Zak’s Daily Round-Up: BRBY, CNA, RBS, CWR, NRRP and POS

5 mins. to read
Zak’s Daily Round-Up: BRBY, CNA, RBS, CWR, NRRP and POS

Market Direction: Gold Support in the $1,260s Zone


Burberry (BRBY): March Bull Trap Gap Reversal

What still dominates the daily chart picture on Burberry is March’s bull trap gap reversal through the 200 day moving average. This is a relatively rare configuration, but one which can haunt a stock or market for months to follow. Indeed, it can be seen how the shares have drifted since that event, and frankly, do not appear to be very keen to rehabilitate themselves at the moment either. The fear that the longs would have currently is that at least while there is no break back above the 10 day moving average at 1,202p, one would expect to see further downside. This could still be significant, especially given the way that the floor of a wide trend channel from October has its support line projection heading as low as 1,000p. While this appears to be somewhat on the pessimistic side, we should remember how negative the March chart setup was, and of course at the same time be aware that the downside would be that much less if Burberry delivered a recovery of the 10 day line over the next couple of sessions.
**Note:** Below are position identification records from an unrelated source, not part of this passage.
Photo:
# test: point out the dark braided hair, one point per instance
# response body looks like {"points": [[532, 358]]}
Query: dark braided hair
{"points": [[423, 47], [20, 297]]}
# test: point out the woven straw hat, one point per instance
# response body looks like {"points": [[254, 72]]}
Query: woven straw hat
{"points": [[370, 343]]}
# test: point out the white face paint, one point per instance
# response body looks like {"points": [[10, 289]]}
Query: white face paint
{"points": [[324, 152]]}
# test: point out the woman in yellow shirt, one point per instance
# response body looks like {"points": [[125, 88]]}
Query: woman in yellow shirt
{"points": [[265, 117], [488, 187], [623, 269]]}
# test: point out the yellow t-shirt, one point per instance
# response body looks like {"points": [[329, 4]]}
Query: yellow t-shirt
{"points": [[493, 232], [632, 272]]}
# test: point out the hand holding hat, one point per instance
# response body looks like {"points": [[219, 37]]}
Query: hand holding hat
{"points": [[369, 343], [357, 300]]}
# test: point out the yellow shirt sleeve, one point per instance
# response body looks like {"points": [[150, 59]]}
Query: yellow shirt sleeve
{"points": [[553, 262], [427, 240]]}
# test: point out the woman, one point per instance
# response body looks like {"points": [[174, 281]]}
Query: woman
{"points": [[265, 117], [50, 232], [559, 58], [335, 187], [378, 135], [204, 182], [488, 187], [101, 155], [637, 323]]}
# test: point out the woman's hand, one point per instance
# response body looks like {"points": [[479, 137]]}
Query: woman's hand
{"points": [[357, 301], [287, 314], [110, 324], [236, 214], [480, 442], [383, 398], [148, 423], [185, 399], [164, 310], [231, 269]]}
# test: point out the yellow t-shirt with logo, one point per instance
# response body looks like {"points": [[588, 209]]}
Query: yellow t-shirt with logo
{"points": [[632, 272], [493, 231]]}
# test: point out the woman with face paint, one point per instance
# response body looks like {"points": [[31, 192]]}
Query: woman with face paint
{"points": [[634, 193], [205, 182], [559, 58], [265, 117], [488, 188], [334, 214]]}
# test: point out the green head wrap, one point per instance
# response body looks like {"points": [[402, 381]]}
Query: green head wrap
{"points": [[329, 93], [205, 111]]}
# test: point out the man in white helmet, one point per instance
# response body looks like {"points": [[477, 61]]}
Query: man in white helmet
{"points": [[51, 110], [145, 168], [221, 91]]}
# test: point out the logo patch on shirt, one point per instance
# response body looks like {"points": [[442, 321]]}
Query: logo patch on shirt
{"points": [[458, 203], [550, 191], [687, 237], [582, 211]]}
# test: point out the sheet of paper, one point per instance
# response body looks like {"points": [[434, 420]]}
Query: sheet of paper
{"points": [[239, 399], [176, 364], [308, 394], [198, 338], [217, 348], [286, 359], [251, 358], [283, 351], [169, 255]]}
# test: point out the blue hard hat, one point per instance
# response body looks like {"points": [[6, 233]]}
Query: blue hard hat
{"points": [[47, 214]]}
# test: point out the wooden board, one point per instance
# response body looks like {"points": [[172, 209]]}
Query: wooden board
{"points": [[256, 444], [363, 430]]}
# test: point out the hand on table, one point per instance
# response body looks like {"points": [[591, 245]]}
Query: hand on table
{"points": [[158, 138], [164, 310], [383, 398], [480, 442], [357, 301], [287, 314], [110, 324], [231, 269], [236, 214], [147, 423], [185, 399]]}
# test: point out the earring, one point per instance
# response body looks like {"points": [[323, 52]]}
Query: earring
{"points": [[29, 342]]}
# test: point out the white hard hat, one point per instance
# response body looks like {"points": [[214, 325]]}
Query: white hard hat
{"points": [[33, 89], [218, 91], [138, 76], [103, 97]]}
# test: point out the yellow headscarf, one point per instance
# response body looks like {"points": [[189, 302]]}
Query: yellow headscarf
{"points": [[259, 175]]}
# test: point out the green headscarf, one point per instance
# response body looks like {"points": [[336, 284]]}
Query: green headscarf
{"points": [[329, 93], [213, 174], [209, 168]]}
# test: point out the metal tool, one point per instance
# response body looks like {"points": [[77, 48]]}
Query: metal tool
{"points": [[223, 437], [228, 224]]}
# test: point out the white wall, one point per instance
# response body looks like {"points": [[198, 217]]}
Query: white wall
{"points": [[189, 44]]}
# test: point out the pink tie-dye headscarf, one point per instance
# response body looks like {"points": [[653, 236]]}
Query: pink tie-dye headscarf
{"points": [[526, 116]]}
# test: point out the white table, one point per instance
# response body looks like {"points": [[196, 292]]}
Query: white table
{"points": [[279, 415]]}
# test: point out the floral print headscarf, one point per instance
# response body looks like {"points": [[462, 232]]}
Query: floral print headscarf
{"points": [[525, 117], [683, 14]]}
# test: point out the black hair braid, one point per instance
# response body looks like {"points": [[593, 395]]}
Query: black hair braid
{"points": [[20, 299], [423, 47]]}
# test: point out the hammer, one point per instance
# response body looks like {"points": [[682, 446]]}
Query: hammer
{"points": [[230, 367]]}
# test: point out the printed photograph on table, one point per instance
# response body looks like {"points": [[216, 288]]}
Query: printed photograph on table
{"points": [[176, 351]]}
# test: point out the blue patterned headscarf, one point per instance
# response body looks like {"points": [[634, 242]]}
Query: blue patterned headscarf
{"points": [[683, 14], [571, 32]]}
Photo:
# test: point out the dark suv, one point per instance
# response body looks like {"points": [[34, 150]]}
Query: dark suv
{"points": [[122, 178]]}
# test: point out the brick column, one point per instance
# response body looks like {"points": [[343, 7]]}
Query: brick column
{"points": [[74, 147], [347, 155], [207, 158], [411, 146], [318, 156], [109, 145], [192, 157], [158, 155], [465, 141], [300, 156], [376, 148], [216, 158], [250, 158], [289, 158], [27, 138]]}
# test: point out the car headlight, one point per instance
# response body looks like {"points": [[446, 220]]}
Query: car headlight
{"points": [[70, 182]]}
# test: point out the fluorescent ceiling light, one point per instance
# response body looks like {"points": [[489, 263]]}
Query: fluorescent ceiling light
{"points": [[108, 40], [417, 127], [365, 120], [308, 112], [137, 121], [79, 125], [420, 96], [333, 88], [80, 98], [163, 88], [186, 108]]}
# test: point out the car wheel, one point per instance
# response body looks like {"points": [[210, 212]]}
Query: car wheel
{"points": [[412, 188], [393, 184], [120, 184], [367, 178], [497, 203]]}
Centrica (CNA): Broadening Triangle Target at 175p

What is clear from the daily chart of Centrica is the way that it has not exactly been a pleasant ride for the bulls in the recent past. The reason for this on a technical basis stems from the April setup on the daily chart which was an island top reversal – a very negative configuration. To make matters worse, the formation was delivered above the 200 day moving average, now running at 226p, and falling along with the 50 day line at the same price. The problem now is that even though the stock is oversold on the RSI scale, at least while there is no end of day close back above the floor of the May gap down at 219p one would fear a further fall, despite all the near term losses we have already seen. The favoured destination in this respect is seen as being the floor of a September broadening triangle with its support line projection pointing as low as 175p. This area is regarded as being a valid target for Centrica over the next 1-2 months, or even sooner if we see a quick break of the initial May support at 201p early next week.


RBS (RBS): January Price Channel Floor at 200p

What has not been answered of late as far as RBS is concerned is why the Government owned bank continues to soldier on, losing some £30m a day? Presumably, the idea is to keep its highly trained and capable operatives off the streets? As far as the charting position is concerned here it can be seen how there has been a decline within a falling trend channel which has been in place since as long ago as the beginning of the year. The support line projection of the channel is currently heading as low as 200p, and given the woes of the stock it would be surprising if it did not drift down to this level over the next 2-4 weeks. At this stage only back above the 215.89p former February floor would even begin to delay the downside scenario.


Small Caps

Ceres Power (CWR): Still as High as 14p

The “breakthrough” that helps in terms of the charting of many small caps and illiquid shares is to encompass them in a triangle pattern. In the case of Ceres Power we can see how there has been progress within a broadening triangle which can be drawn in from as long ago as February last year. The resistance line projection target of the triangle is assumed to be as high as 12p, even after all the gains we have seen in recent days. This is especially the case given the way that we have an RSI reading of 80 plus. The message, therefore, is that while we may wish to see a cooling off for the shares, at least while there is no end of day close back below the former March resistance at 8.5p. The timeframe on the notional 12p target is the next 2-4 weeks.


North River Resources (NRRP): 0.3p Price Channel Target

We have seen a decent breakthrough for shares of North River Resources in the sense that there has been a clearance of the 200 day moving average at 0.125p. The assumption to make now is that provided there is no end of day close back below the 50 day moving average running at 0.10p we could be treated to further decent upside. The likely destination for the stock should be as great as the top of a rising trend channel from August currently heading to 0.3p. This could be achieved as soon as the next 2-3 months.


Plexus (POS): 115p Trend Channel Destination

We have been seeing an extended base on the daily chart of Plexus from as long ago as the end of January. Indeed, the overall pattern here is that of a U shaped reversal – one of the strongest in the charting textbooks. However, the big breakthrough for those seeking recovery has been with the April clearance of the 50 day moving average now at 57p. For May to date we have been treated to a near vertical jump with a gap to the upside, something which bodes well for the stock, despite having travelled so far in such a short space of time. The call currently is that provided there is no end of day close back below the 10 day moving average the upside here could be as great as the top of a rising trend channel which can be drawn in from as long ago as January at 115p. In the meantime any dips towards the 10 day line to improve the risk / reward of going long are regarded as buying opportunities. This is even though the momentum here looks to be so strong any pullbacks could be limited.